Дело все в том, Робби, что тюремная жизнь позволяет увидеть людей в истинном свете. И это может обратить человека в камень. Тех, кто живет за пределами тюрьмы, мельтешение жизни вводит в обман. Они сами втягиваются в ее круговорот и вносят в этот обман свою лепту. Только мы, находящиеся в неподвижности, умеем видеть и понимать. Если ему, с его ограниченной натурой и чахоточными мозгами, мое письмо и не даст ничего, мне оно дало бесконечно много. Я снял «с груди отягощенной тяжесть» [55], если воспользоваться словами поэта, которого мы с тобой когда-то намеревались вызволить из лап обывателей. Нет нужды напоминать тебе, что сам акт высказывания есть высшая и, пожалуй, единственная форма существования художника. Говорением мы живы. Из многого, многого, за что я должен сказать спасибо начальнику тюрьмы, больше всего я благодарен за возможность написать это письмо А. Д. без ограничения объема. Чуть не два года копилась во мне горечь, и теперь я освободился от нее почти полностью. По ту сторону тюремной стены растет несколько чахлых деревьев, черных от копоти, — и вот я вижу, как на них распускаются яркие-яркие зеленые листочки. Я-то хорошо понимаю, что происходит с деревьями. Они обретают язык.
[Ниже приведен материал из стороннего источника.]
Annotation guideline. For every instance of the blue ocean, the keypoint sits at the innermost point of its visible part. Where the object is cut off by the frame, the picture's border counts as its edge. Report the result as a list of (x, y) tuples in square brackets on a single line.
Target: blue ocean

Есть еще одно серьезное обстоятельство, о котором я хочу поговорить с тобой, и разговор будет неприятный; но я слишком люблю тебя, чтобы обсуждать твои оплошности с кем-либо другим. 20 марта 1896 г., теперь уже более года назад, я в недвусмысленных выражениях написал тебе о том, что не допускаю и мысли о каком бы то ни было столкновении в денежных вопросах между мной и моей женой, которая, по великой доброте своей, приехала из Италии, чтобы смягчить для меня известие о кончине матери; я также написал, что прошу моих друзей отказаться от идеи выкупить против ее воли мою часть пожизненного дохода от ее приданого. Ты должен был позаботиться, чтобы эта просьба была выполнена. Но ты пренебрег ею и совершил очень большую ошибку. Я положился на тебя, поскольку сидел в тюрьме и был совершенно беспомощен. Ты считал, что делаешь очень хитрый, искусный, остроумный ход. Но ты заблуждался. В жизни нет ничего сложного. Это мы сложны. Жизнь — простая штука, и в ней чем проще, тем правильнее. Результат налицо. Ну как, доволен ты им?
Далее, вы совершенно неверно оценили Харгроува. Вы, видать, спутали его с Хамфризом и решили, что он будет добиваться своего угрозами и шантажом. Какое там! Это человек безупречной честности с прекрасной репутацией в высших кругах. В его словах нет и тени лукавства. Мне, жалкому заключенному без гроша в кармане, тягаться с Харгроувом и сэром Джорджем Льюисом — что может быть глупее? Торговаться с ними нелепо. Ведь Харгроув уже тридцать лет как семейный адвокат у Ллойдов, он по первому слову моей жены готов ссудить ей хоть десять тысяч. Я спрашивал у Холмэна, теряется ли право на приданое в случае развода. Он ничего не ответил. А на поверку все выходит так, как я подозревал.